The first term is $O(1) + O\left(\frac{q}{\Gamma(q)}\right)$ and in particular is bounded. The second is similarly $O\left(\int_{x=2}^{x=q} \frac{du}{u^2}\right) = O(1)+ O\left(\frac{q}{\Gamma(q)}\right)$. For the last term divide the interval into two parts: up to $2\leq x\leq q^\delta$ and $q^\delta \leq x \leq q$ for some $\delta < 1$. On the first interval we use that $\digamma'(x)+\frac1{x^2} = O(\frac{1}{x}) = O(1)$ to bound the integral as $O(1)+O(\log u(q^\delta) = O(\log(\Gamma(q^\delta)) = O(\delta q^\delta \log q)$. On the second interval we have $\digamma'(x)+\frac1{x^2} = O(q^{-\delta})$ so the whole integral is $O(q^{1-\delta}\log q)$. Taking $\delta = \frac12$ we conclude that

$$ S(q) = \frac{q-2}{2} + O(q^{1/2}\log q)$$

And in particular has a different asymptotic.

Finally, a more careful analysis using the $\log^3x $ in the denominator of the third term would give the error term $O\left(\frac{q^{1/2}}{\log^2 q}\right)$.

Answer 2

You write $S(q)$ and $T(q)$ as integrals, but it is easier to think of them as solutions of ODEs: $$ S'(q) = \sin^2\left(\frac{π\Gamma(q)}{2q}\right) $$ with initial conditions $$ S(2) = 0, $$ and similarly for $T(q)$. You can then use any of the common ODE integrators in matlab, mathematica, maple, ..., to solve and plot the solutions so that you can compare them.

Answer 3

The only chance you stand to deal with this problem from a numerical perspective is oscillatory integration methods. Filon/Levin-type methods can sometimes handle problems like this, particularly when they are of $\sin$ or $\cos$ type, though the $\Gamma$ function and its run-away growth may be prohibitive for the $q$ you are hoping for. In any case, I was able to accurately evaluate the integral with Mathematica using Levin's method up to around $q = 50$ via

NIntegrate[Sin[Pi Gamma[x]/(2 x)]^2, {x, 2, 50}, MinRecursion -> 9, Method -> "LevinRule"]

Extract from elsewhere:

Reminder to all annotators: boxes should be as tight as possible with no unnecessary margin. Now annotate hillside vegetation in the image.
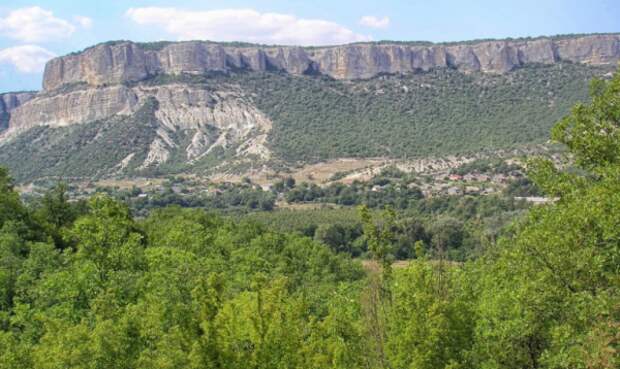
[0,63,609,182]
[0,67,620,369]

• If you want to analyze this from an analytical perspective, Math.SE is likely more appropriate
• Mathematica can likely get you further if you can derive the amplitude/oscillation matrices and specify them in the function call. See, e.g. here. I'm not sure if this is possible in your case or not, but reading the classic papers by Levin from 1996/7 might be helpful.
• Further questions regarding Mathematica implementation should probably be directed to Mathematica.SE

Edit:

Wolfgang had the clever idea to just solve this in ODE form. However, I don't think solves the problem in the end. The integrand (or RHS in derivative form) is just too highly oscillatory for even modest $q$. For example, using standard methods:

NDSolve[{s'[x] == Sin[Pi Gamma[x]/(2 x)]^2, s[2] == 0}, s[x], {x, 2, q}, MaxSteps -> 10^7]

I am only able to reach $q=17$ in these $10^7$ time steps. The problem gets much worse for still larger $q$. A quick plot of number of oscillations per $q$ reveals this. I think somehow re-casting the problem in a non-oscillatory form (e.g. Levin's method) in the only real way forward, though I'm happy to learn otherwise.